THE REBBE’S RESPONSE
How surprising can it be to open an envelope of letters collected over the years? It’s nice to go down memory lane and recall special moments, to reread blessings from the Rebbe, to relive the events in diaries describing years of learning in the Rebbe’s mosdos.
But as important as it is to remember uplifting Chassidishe experiences, they are usually not surprising. However, Mrs. Tziri Levanoni of Kfar Chabad was surprised.
It all began while preparing for Pesach one year. As Mrs. Levanoni cleaned out some drawers she came across a drawer in which she kept an envelope with letters and various envelopes that had accumulated over the years.
Mrs. Levanoni did not usually go through all the pages, letter by letter, for Pesach, but that year she decided to do so. Not that it was necessary for Pesach, since the drawer was clean and not used for chometz.
She removed a letter out one of the envelopes with trembling hands and read it again and again. She found it hard to believe her eyes. It was a letter in her handwriting and on the envelope she had addressed it to the Rebbe. The letter contained her request for a blessing for an easy birth and a live, viable child.
She remembered the circumstances in which she had written the letter. At the time, she was on bed rest at her mother’s house in Kfar Chabad before the birth of her third child, Menachem Mendel, who today serves as shliach and director of the Chabad House in the HaRishonim neighborhood in Ramat Gan. She had written this request, as Chassidim do.
Was it possible that the letter had not been mailed to the Rebbe?! But the Rebbe answered it! We got a letter in response!
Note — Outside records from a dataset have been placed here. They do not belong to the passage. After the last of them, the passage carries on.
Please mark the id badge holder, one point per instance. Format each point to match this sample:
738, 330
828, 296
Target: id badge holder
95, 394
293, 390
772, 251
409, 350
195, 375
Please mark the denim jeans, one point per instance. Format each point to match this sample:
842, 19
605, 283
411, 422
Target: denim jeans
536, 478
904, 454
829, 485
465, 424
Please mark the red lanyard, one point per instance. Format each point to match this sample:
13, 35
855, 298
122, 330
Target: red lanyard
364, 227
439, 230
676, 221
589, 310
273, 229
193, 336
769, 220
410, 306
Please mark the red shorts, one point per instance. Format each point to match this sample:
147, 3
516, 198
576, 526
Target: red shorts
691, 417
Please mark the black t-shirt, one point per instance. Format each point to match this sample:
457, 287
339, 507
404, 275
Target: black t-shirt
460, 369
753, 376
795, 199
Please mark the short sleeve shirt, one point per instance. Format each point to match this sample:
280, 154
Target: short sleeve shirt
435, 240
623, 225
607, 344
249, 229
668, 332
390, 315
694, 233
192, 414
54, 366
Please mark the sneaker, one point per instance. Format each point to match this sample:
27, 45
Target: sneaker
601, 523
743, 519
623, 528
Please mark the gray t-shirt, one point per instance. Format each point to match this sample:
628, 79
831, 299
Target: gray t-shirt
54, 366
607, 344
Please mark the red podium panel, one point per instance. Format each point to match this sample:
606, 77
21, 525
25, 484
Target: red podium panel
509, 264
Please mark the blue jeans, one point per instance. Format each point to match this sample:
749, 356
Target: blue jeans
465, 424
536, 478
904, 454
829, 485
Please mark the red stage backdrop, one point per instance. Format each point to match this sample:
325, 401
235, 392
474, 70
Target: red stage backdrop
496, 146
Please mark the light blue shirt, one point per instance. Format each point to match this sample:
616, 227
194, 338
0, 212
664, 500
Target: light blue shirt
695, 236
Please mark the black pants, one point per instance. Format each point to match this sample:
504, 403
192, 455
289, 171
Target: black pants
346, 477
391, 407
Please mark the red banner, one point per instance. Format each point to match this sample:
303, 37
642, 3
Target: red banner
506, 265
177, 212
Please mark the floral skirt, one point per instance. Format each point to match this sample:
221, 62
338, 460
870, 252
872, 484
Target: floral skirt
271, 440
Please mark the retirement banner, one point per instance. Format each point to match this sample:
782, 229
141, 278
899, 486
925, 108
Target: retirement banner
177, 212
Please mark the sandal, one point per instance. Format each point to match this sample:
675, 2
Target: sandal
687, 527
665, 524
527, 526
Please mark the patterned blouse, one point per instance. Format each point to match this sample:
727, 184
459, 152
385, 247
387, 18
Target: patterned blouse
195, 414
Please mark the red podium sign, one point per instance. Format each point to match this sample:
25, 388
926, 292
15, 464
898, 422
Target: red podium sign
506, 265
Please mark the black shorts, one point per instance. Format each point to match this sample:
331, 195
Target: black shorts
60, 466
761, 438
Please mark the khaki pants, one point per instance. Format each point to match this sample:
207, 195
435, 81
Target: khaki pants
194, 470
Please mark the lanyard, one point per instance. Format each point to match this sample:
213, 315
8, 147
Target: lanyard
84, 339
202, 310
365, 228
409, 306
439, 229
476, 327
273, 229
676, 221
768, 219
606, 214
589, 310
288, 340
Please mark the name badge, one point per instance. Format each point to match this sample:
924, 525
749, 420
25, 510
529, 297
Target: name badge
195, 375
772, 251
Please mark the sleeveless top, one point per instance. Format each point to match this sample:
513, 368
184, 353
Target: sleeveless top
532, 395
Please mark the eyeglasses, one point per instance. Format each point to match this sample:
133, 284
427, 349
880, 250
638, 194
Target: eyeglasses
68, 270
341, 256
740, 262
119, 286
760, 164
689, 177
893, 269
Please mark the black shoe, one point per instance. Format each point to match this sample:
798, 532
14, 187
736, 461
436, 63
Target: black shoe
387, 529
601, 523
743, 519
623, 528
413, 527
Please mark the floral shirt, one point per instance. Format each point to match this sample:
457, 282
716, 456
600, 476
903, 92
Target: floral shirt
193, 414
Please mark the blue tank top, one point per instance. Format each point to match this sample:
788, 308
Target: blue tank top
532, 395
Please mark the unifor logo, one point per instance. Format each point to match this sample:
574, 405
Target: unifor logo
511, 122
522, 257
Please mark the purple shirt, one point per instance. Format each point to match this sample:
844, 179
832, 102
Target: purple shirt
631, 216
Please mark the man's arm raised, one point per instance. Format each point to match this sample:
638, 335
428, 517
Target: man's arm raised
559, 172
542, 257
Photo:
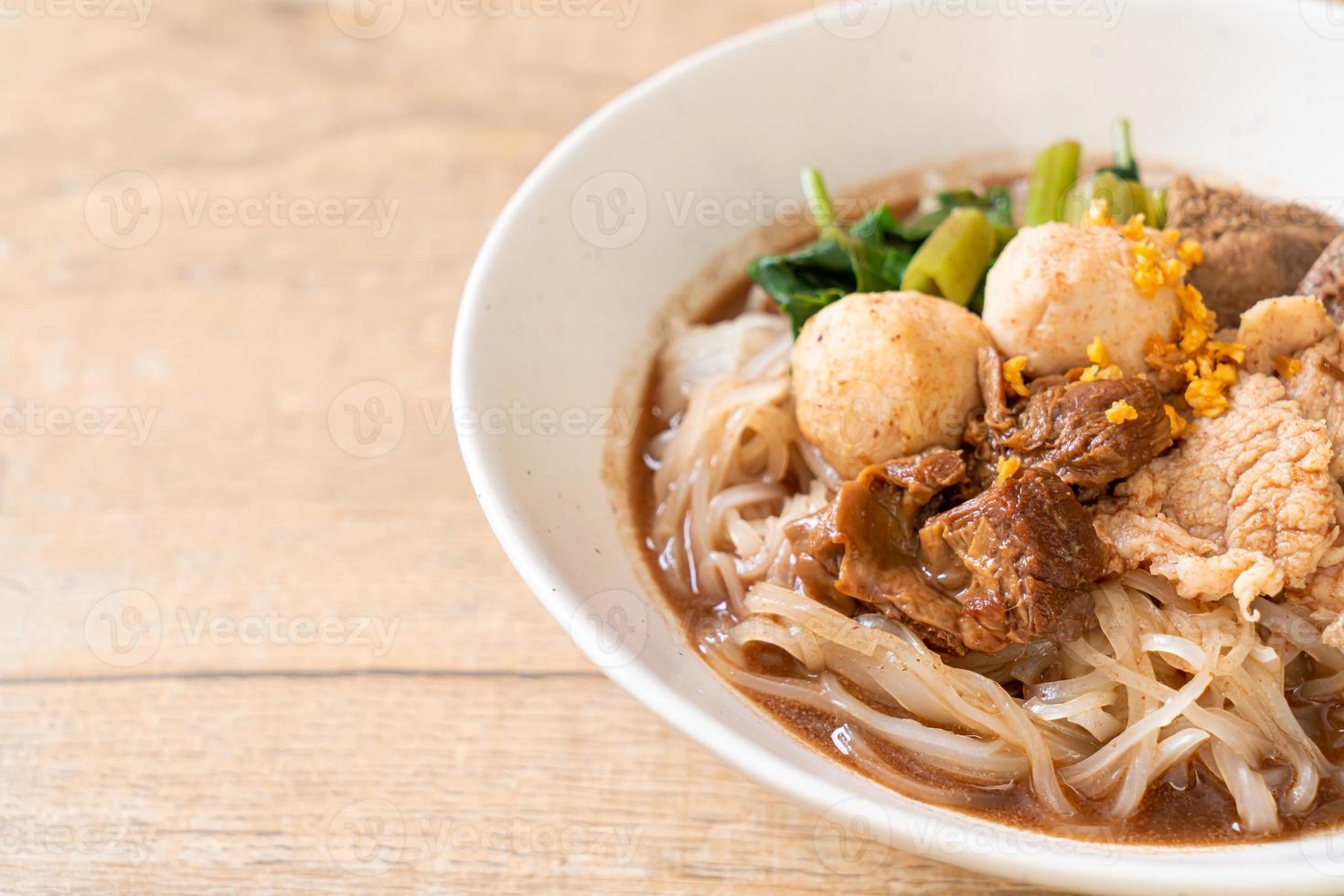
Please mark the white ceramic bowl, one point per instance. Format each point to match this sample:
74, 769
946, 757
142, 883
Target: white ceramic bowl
655, 186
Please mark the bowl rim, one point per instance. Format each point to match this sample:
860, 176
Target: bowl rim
1137, 868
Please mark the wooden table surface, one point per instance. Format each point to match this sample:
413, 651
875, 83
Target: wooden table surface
242, 653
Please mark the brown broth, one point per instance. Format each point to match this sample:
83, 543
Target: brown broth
1199, 813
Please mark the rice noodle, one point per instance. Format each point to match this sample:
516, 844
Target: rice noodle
1157, 686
She quickly searched for the Rebbe’s letter and found it. It was addressed to her and the Rebbe wrote, “… In response to informing me of her situation, may Hashem complete her pregnancy properly and easily, and may she give birth to a healthy, viable child in the right time properly and with ease. The p’n with her letter will be read at an auspicious time at the gravesite of the Rebbe, my father-in-law. With blessings for good news in the matters of which she writes …”
She remembered that after writing her letter to the Rebbe, she had put it in an envelope and waited for her husband to return from Tzfas, where they lived at the time and where he worked all week, so she could give it to him to mail. Later on, she could not remember for certain whether she had given it to him and assumed that she had.
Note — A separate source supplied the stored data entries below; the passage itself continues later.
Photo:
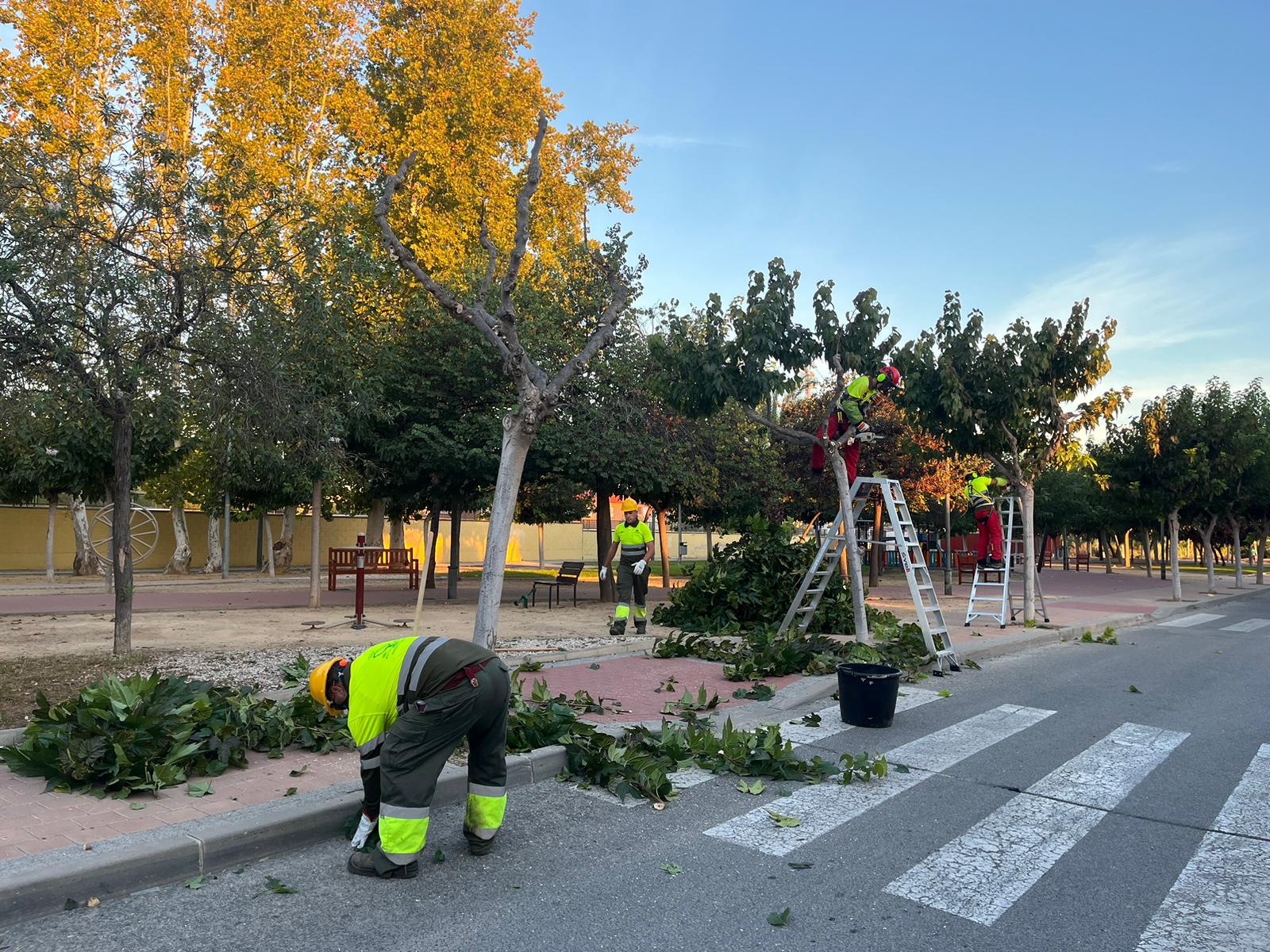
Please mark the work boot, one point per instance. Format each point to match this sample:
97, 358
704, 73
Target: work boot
476, 846
375, 863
Now, four years later, it turned out she hadn’t. The letter was still in her house. But she had written to the Rebbe and even if the letter hadn’t been mailed, it had arrived … The Rebbe received her request and had sent a response and the blessings were fulfilled.
“I received a standard response from the Rebbe for a letter that was not standard at all. But it reached its destination.”
***
When I heard this story directly from Mrs. Levanoni, I was excited by the message it illustrates. There is no difference between then and now. Writing to the Rebbe gets the letter to its destination. Because the Rebbe “feels” a Chassid, always, in every situation, any place. “And the Rebbe will find a way to answer.”